That's the problem with rules that add realism: in reality, people are hurt when they're stabbed, so real people avoid situations where they might get stabbed. A rule that makes Random Mook #47 lose a move action once in a combat is practically meaningless in the grand scheme of things, but if that same rule means a PC loses 1 full attack per combat on average, that simple little rule can mean the difference between success of a mission and permanent death. PC cowardice is one logical result, as the Jester mentioned; another is sucking up tons of game time in an already-complicated system to lessen the danger of combats through extra buffs and the like; neither of those is really desirable in a heroic fantasy game like D&D.
 

However, I would probably agree that many discussions are probably best had in the General RPG forum, rather than the D&D Legacy forum.

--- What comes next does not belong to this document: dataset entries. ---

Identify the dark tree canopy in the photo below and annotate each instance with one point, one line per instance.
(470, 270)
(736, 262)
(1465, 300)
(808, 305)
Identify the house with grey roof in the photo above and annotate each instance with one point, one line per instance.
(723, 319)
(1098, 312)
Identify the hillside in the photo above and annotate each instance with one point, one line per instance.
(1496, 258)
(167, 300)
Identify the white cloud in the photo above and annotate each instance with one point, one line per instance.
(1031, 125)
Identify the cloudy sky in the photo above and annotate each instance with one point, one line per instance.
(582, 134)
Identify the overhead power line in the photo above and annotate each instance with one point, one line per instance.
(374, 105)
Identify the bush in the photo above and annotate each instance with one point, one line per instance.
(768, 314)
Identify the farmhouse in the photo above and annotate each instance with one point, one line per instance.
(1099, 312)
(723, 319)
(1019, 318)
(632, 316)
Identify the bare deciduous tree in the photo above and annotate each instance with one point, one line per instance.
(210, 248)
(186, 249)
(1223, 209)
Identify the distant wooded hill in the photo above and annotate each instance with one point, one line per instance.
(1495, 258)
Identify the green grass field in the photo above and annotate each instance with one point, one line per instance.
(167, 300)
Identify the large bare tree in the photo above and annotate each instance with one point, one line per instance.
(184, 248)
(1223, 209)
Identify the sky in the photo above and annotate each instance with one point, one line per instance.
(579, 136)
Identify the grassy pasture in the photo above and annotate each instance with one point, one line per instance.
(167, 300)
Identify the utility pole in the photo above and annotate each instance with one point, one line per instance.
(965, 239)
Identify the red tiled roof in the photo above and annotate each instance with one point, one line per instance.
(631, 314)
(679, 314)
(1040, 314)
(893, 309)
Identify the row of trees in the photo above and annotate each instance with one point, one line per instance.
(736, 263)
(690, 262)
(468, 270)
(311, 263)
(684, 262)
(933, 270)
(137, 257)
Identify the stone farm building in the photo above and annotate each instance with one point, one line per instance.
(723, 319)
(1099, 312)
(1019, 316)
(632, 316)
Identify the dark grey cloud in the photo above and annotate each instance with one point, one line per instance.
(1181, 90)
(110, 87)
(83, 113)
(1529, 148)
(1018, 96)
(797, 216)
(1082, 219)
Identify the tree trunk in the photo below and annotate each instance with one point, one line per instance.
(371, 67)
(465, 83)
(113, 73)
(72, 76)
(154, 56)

I'll gladly post in another forum, if that's the place for this stuff. But it says in the header to the forum that this forum is for "any other pre-4E" version of D&D. Conan is a version of D&D, a clone based on d20 3.5.

Moderator: Should I be posting this stuff in the General forum?

And, I tag the Conan-specific stuff with the Conan tag. I use the D&D 3E tag for stuff that is useable in that game (like this rule. You may not agree with it, but it certainly can be used in a D&D 3E game).



I'm not trying to be snarky or rude...

Just to let you know....you come across to me as snarky and rude in a lot of the posts you make.



Let me note that I am not advocating these rules. I'm not using them in my game. I'm not even saying that they are good rules. This is a discussion forum about this sort of thing, so I like to throw interesting topics up for debate and just talk about it.

Many times the topic is not something I'm endorsing, just discussing.

This rule is like that. I think its interesting, but I wouldn't use it.